Upon the terms and subject to the conditions set forth in the Merger Agreement, Merger Sub will merge with and into RMP (the Merger), with RMP continuing as the surviving entity and a wholly owned subsidiary of EQM. The Merger Agreement also provides that GP Merger Sub will merge with and into the RMP General Partner, with the RMP General Partner continuing as the surviving entity and a wholly owned subsidiary of EQM. Following the recommendation of the conflicts committee (the RMP Conflicts Committee) of the board of directors of the RMP General Partner (the RMP Board), the RMP Board approved the Merger Agreement, agreed to submit the Merger Agreement to a vote of RMP unitholders and agreed to recommend that RMPs unitholders adopt the Merger Agreement.
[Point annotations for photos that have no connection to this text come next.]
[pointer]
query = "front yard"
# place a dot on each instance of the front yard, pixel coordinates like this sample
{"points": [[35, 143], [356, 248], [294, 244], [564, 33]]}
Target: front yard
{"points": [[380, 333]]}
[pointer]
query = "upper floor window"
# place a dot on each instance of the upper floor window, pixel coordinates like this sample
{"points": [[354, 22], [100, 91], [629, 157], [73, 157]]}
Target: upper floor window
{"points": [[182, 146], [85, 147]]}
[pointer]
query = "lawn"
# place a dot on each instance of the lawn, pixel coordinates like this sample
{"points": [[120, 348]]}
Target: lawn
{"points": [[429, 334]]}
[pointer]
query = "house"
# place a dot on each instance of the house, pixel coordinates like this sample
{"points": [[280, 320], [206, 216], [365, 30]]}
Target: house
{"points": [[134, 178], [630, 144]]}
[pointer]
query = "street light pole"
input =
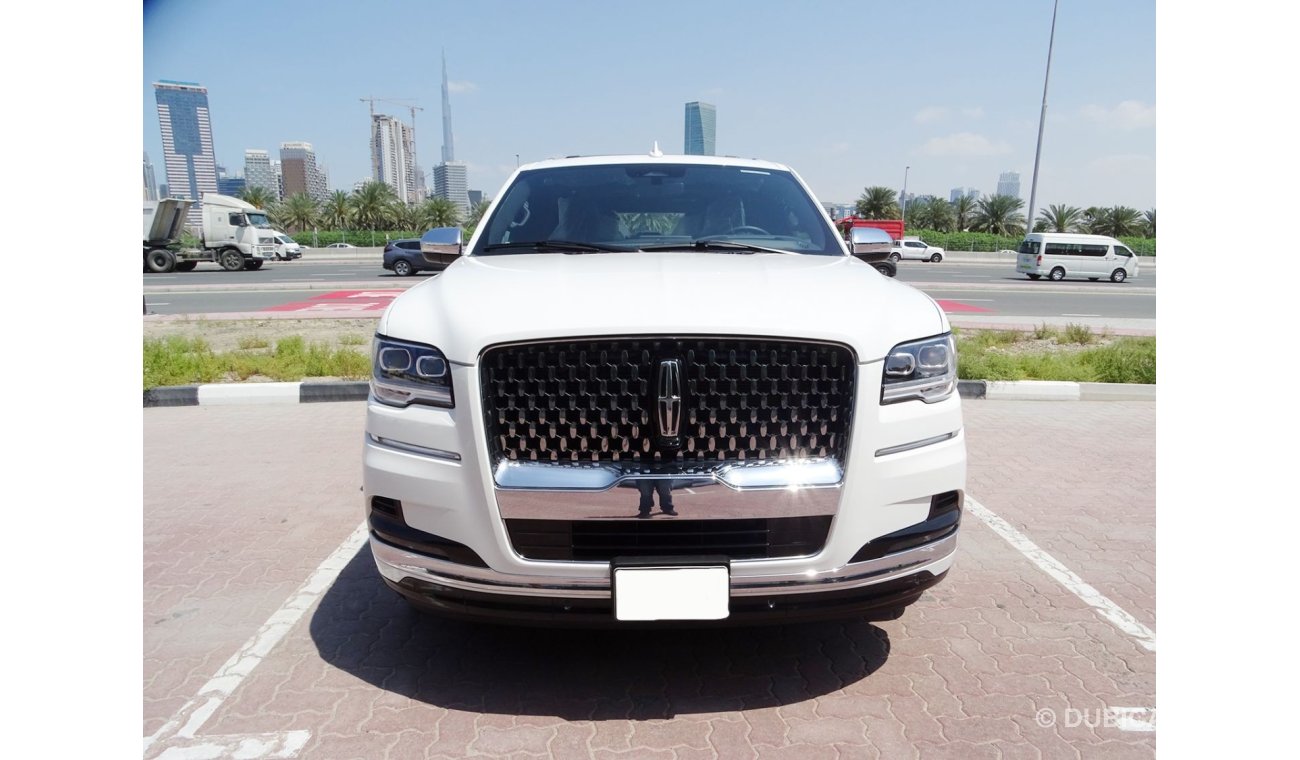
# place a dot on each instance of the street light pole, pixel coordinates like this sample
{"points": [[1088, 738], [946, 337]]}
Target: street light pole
{"points": [[904, 199], [1043, 117]]}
Following the recommendation of the conflicts committee (the EQM Conflicts Committee) of the board of directors of the EQM General Partner (the EQM Board), the EQM Board approved the Merger Agreement.
At the effective time of the Merger (the Effective Time), (i) each common unit representing a limited partner interest in RMP (each, an RMP Common Unit) issued and outstanding immediately prior to the Effective Time will be converted into the right to receive 0.3319 (the Exchange Ratio) common units representing limited partner interests in EQM (the EQM Common Units) (the Merger Consideration), (ii) the issued and outstanding incentive distributions rights of RMP (the RMP IDRs) will be cancelled and (iii) each outstanding award of phantom units in respect of RMP Common Units will be fully vested and converted into the right to receive the Merger Consideration, less applicable tax withholding, in respect of each RMP Common Unit subject thereto.
RMP has agreed, subject to certain exceptions with respect to unsolicited proposals, not to directly or indirectly solicit competing acquisition proposals or to enter into discussions concerning, or provide confidential information in connection with, any unsolicited alternative business combinations. However, the RMP Board and the RMP Conflicts Committee may change its recommendation in favor of the adoption of the Merger Agreement if, (i) in connection with the receipt of an alternative proposal, it determines in good faith, after consultation with its financial advisors and outside counsel, that the failure to effect such a change in recommendation would be inconsistent with its duties under applicable law as modified by RMPs partnership agreement or (ii) in connection with a material event, circumstance, change or development that arises or occurs after the date of the Merger Agreement and that was not reasonably foreseeable at the time of the Merger Agreement, it determines in good faith, after consultation with its financial advisors and outside counsel, that the failure to effect such a change in recommendation would be inconsistent with its duties under applicable law as modified by RMPs partnership agreement.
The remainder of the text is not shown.